Cette proposition questionne en outre la temporalité dans la prise en compte de la valence « professionnelle » de la situation. Les travaux sur les professions (Bourdoncle, 1994, Dubar et Tripier, 2000, par exemple) insistent sur l’inscription de l’exercice d’un emploi dans une durée sociale, inscrite dans un monde de références.

Ainsi, malgré tout l’intérêt d’étudier un secteur en changement, nous proposons dans notre exemple de donner à la situation un statut de passerelle entre conseillers agricoles, constituant, en le renouvelant, un patrimoine de règles d’action et d’intervention propres au conseil en production intégrée. Le statut de la situation s’enrichit alors d’une dimension historique et sociale constitutive du métier de conseil, qui le pose en ressource possible de l’exercice et du développement de compétences des conseillers. L’interrogation est ici pour nous théorique, dans une prise en compte du collectif dans l’activité.

Enfin, notre proposition de triple régulation replace ses sources institutionnelle et organisationnelle au coeur de l’activité et leurs contradictions éventuelles. En d’autres termes, la mise en oeuvre de son activité est aussi mise en perspective pour clarifier les manières de penser une situation, tant du point de vue d’un conseiller agricole, directement concerné, que de celui d’un agriculteur, plutôt dépendant de ce professionnel. Une vision contradictoire, armée par une étude des dispositifs personnels mis en oeuvre dans la rencontre des situations professionnelles, permettrait le partage tant de ce qui en fait la réussite que les incidents, les erreurs, mais surtout les imprévus et les impensés. À ce titre, penser en amont qui fait situation professionnelle est aussi l’occasion d’éprouver au sein même des pratiques les moyens d’assistance, les supports et outils, bref, un dispositif collectivement produit pour soutenir cette lecture.

Apparaissant au premier abord comme obstacles à la constitution de la situation professionnelle, ces pistes nous semblent constituer des thèmes de travaux futurs ouvrant à la constituer en objet scientifique.

Conclusion

Dans cette contribution, nous avons d’abord exposé la façon dominante d’aborder les situations dans notre courant théorique de référence, la psychologie ergonomique appliquée à la formation professionnelle des adultes, et souligné son incapacité à se saisir de la notion de situation professionnelle.

Les débats de normes et le questionnement des règles d’action appliqués à un conseil agricole prenant de nouveaux repères dans un contexte de décalages amenés par les impératifs agro-environnementaux nous a semblé un terrain propice pour saisir les implications d’attribuer la qualification de professionnelle aux situations. Il en ressort que cette qualification s’inscrirait dans une tension entre invariance et perspective, que l’on peut considérer comme deux régimes de l’activité (Olry, 2008) des conseillers, que caractérisent les transactions entre sujets, l’activité face à la survenue d’événements et le mouvement d’adaptation posturale qu’ils appellent. Ces deux régimes agissent en forces de rappel réciproques quant à l’activité déployée par les conseillers d’orientation, d’enquête, face à des situations perturbées. Nous avons documenté ces régimes en précisant « l’équipement » de chacun d’eux.
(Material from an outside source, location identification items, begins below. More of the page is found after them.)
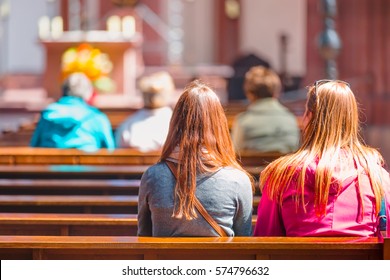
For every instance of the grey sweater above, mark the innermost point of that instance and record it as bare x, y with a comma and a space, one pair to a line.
226, 195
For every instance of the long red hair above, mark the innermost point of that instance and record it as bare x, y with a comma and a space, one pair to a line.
199, 131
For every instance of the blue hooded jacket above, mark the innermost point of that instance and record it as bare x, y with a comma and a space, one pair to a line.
72, 123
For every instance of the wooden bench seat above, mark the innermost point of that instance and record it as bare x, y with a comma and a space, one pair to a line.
72, 171
119, 204
84, 171
70, 224
120, 247
64, 186
46, 156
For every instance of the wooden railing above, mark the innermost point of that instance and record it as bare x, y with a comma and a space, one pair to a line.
119, 247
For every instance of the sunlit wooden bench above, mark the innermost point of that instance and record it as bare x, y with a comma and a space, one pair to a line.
120, 247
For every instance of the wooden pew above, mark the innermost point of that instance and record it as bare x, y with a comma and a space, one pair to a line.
47, 156
72, 171
121, 204
70, 224
260, 248
26, 162
65, 186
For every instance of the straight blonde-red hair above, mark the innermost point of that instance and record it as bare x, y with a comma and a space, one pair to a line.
199, 130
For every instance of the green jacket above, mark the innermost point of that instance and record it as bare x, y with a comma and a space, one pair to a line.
266, 126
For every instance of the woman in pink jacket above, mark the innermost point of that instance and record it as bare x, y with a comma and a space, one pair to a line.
334, 184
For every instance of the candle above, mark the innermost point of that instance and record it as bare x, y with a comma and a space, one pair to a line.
114, 24
128, 26
44, 27
57, 27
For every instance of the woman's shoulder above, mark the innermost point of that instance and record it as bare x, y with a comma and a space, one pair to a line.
233, 174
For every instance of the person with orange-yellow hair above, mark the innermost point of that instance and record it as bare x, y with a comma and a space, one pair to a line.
334, 184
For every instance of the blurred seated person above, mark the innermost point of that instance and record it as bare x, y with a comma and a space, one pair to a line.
147, 129
71, 122
266, 125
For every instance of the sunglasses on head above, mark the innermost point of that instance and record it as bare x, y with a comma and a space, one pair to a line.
321, 82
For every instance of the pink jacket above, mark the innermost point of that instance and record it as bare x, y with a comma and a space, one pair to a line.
342, 212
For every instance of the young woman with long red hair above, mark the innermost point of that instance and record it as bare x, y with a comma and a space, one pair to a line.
334, 184
199, 145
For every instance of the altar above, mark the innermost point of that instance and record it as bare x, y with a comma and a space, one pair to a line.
123, 52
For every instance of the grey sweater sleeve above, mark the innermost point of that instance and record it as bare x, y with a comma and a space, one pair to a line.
242, 225
144, 214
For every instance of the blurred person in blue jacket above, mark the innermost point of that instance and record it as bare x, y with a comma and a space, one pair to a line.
71, 122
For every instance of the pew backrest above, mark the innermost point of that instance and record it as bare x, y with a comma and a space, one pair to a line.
120, 247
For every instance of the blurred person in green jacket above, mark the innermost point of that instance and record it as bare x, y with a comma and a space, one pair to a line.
266, 125
71, 122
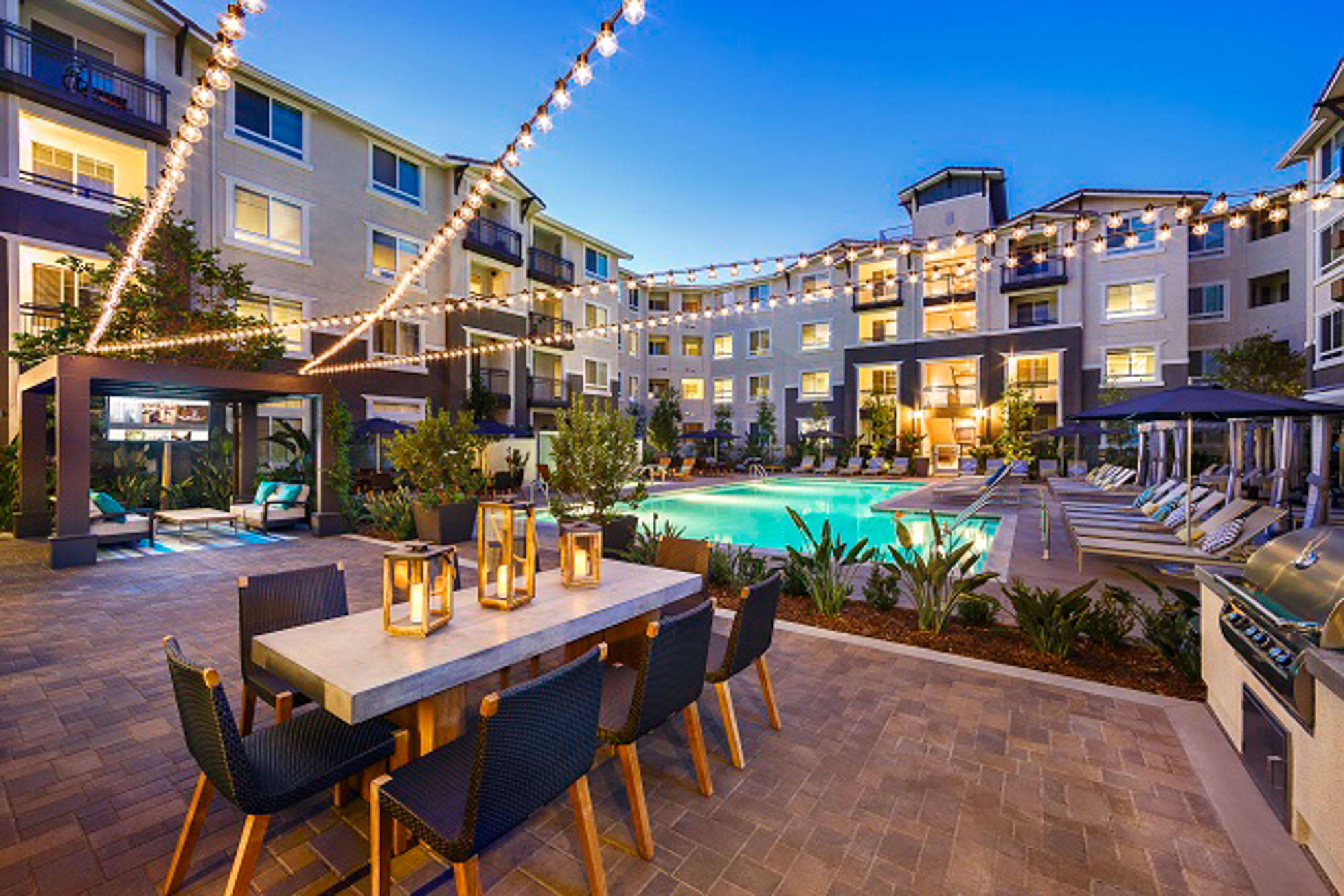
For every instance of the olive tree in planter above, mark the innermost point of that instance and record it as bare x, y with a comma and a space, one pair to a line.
593, 457
440, 459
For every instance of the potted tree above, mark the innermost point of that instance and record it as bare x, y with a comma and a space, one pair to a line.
440, 459
595, 456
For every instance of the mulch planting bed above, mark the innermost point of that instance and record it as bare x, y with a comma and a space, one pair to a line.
1135, 666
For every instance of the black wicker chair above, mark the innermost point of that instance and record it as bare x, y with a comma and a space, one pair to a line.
753, 629
529, 746
666, 675
280, 601
267, 772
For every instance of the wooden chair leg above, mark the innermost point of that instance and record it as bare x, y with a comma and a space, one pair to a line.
190, 834
249, 705
702, 760
468, 878
639, 808
730, 725
381, 838
249, 848
768, 692
583, 803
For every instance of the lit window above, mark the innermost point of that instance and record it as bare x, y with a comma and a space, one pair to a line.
815, 338
396, 177
815, 385
1131, 366
759, 343
269, 123
1131, 300
268, 221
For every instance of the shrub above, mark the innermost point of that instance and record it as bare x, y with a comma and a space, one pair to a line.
882, 590
978, 611
940, 581
1112, 617
1052, 620
829, 568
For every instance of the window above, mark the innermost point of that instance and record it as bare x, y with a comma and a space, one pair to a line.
595, 264
1271, 289
268, 221
71, 169
397, 338
396, 177
1204, 365
1210, 244
276, 311
815, 385
1132, 366
1264, 225
1131, 300
1206, 302
1331, 343
596, 377
269, 123
815, 338
1333, 244
759, 343
1132, 228
393, 256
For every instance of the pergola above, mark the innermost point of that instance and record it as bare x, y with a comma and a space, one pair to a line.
76, 379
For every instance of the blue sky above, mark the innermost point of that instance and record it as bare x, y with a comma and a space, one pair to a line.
751, 128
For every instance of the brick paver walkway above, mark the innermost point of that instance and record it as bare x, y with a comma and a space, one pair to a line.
893, 774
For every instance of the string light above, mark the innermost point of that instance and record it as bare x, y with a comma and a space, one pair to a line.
607, 45
196, 118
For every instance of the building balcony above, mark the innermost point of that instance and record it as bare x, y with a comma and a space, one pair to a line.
493, 238
1033, 275
549, 268
48, 73
561, 332
545, 392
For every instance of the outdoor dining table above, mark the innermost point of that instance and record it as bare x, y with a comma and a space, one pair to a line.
358, 672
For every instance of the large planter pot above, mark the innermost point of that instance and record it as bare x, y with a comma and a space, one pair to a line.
619, 534
447, 523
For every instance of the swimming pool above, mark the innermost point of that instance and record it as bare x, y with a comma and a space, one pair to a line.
753, 514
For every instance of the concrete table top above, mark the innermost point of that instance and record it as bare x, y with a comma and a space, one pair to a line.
360, 672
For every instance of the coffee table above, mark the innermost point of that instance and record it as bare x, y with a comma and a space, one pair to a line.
202, 518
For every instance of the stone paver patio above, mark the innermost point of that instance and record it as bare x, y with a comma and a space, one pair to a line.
893, 774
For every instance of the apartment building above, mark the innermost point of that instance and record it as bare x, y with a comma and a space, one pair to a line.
940, 334
322, 208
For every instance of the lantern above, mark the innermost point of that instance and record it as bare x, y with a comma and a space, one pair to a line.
506, 554
420, 577
581, 555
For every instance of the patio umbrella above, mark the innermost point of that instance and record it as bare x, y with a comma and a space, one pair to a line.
1193, 404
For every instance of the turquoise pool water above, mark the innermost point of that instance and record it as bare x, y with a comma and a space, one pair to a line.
753, 514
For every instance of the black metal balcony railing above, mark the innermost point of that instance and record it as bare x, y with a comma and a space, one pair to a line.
30, 61
1032, 273
495, 240
549, 268
545, 326
544, 392
73, 189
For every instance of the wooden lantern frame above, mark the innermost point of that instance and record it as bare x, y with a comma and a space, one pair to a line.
429, 566
521, 586
581, 542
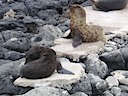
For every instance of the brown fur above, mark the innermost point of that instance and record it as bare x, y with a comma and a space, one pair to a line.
41, 63
90, 33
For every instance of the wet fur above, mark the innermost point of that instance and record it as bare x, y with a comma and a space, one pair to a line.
40, 63
81, 30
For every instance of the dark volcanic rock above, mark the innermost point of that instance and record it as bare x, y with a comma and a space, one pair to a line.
1, 39
44, 14
82, 86
19, 8
10, 24
124, 52
17, 44
2, 52
3, 9
6, 80
35, 6
12, 34
96, 66
113, 59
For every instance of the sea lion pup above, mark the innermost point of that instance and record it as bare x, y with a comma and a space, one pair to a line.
80, 31
41, 63
108, 5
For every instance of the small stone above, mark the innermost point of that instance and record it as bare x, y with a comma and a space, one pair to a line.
124, 88
95, 66
116, 91
46, 91
107, 93
13, 55
112, 81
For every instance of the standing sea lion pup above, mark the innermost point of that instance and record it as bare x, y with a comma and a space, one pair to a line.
80, 31
40, 63
108, 5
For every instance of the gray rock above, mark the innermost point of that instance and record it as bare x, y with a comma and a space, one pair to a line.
79, 94
2, 52
12, 34
113, 59
19, 8
96, 66
17, 44
46, 91
83, 85
110, 46
93, 78
4, 8
124, 52
116, 91
48, 13
46, 35
1, 39
124, 94
112, 81
107, 93
63, 28
76, 1
6, 80
124, 88
13, 55
34, 6
99, 87
10, 24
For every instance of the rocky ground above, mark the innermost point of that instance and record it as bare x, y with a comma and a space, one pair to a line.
25, 23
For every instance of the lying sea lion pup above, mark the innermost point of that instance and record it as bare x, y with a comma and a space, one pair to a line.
41, 63
108, 5
80, 31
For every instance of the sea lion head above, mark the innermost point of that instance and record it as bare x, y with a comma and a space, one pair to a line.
77, 10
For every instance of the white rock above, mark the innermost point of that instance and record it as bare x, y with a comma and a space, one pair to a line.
56, 79
116, 91
111, 19
112, 81
64, 47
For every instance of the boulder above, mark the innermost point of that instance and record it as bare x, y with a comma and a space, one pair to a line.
6, 80
121, 76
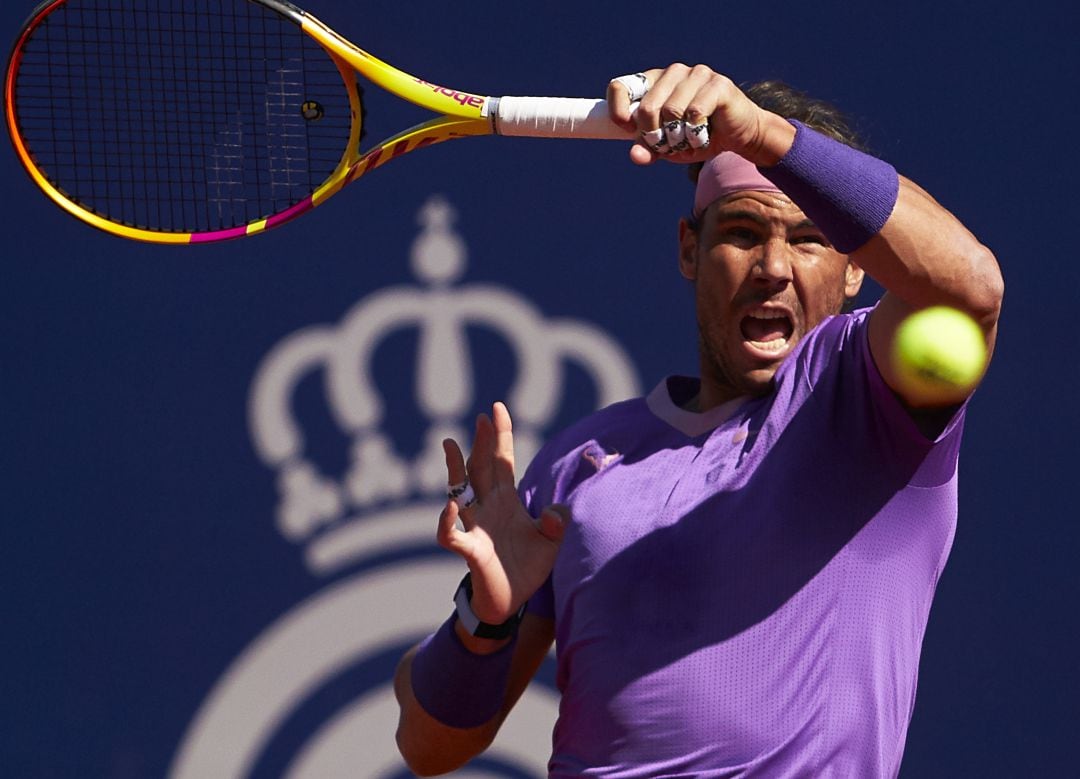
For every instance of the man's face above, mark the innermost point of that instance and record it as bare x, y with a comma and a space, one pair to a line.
764, 277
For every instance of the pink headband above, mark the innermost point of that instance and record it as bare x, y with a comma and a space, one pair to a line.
725, 174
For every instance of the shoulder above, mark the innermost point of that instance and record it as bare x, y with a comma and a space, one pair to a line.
608, 431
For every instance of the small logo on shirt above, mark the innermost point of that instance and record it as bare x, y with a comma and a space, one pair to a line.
598, 457
744, 433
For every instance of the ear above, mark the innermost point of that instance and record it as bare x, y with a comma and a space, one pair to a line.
852, 279
687, 250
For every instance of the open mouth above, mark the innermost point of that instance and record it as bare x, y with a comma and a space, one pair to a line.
767, 330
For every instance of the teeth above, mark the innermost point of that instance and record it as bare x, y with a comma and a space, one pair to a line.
774, 345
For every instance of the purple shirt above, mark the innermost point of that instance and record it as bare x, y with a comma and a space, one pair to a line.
744, 592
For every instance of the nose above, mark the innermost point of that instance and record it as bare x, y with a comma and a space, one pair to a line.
774, 265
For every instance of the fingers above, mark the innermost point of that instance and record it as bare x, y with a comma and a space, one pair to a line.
623, 94
673, 118
503, 445
449, 536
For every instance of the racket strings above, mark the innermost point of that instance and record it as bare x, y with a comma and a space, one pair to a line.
179, 116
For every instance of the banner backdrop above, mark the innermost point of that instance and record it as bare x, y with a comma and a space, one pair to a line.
220, 466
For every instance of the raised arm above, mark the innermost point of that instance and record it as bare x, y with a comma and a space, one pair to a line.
907, 242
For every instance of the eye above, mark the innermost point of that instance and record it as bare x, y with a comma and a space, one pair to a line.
739, 234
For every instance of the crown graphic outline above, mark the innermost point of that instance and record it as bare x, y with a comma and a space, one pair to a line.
386, 499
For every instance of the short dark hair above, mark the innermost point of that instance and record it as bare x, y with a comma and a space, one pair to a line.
782, 98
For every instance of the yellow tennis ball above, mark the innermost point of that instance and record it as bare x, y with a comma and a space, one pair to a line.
939, 354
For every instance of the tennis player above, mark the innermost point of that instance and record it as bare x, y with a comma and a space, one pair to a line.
736, 569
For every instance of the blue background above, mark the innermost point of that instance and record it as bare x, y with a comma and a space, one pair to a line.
138, 552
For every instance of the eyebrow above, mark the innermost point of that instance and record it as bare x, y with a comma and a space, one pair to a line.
737, 215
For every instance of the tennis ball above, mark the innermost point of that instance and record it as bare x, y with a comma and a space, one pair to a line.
939, 354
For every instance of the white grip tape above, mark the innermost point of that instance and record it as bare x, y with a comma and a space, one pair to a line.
555, 118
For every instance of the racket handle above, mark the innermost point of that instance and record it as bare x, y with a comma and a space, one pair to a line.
555, 118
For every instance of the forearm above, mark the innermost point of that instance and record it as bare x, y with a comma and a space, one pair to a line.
428, 746
433, 747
Sur cette base, nous proposons trois pistes d’étude pour des recherches ultérieures qui ouvrent à la prise en compte de la situation professionnelle comme objet scientifique. La première, épistémologique, dans le cadre de la psychologie ergonomique qui interroge le statut de la situation, qualifiée de professionnelle, dans le couple qu’elle forme avec l’activité. La deuxième, théorique, questionne le rapport de l’activité à une situation inscrite dans la durée propre à une culture du travail. La troisième porte sur les objets de l’analyse susceptibles d’éclairer la fondation de la situation professionnelle comme objet scientifique, notamment en donnant toute sa place à l’historicité des situations.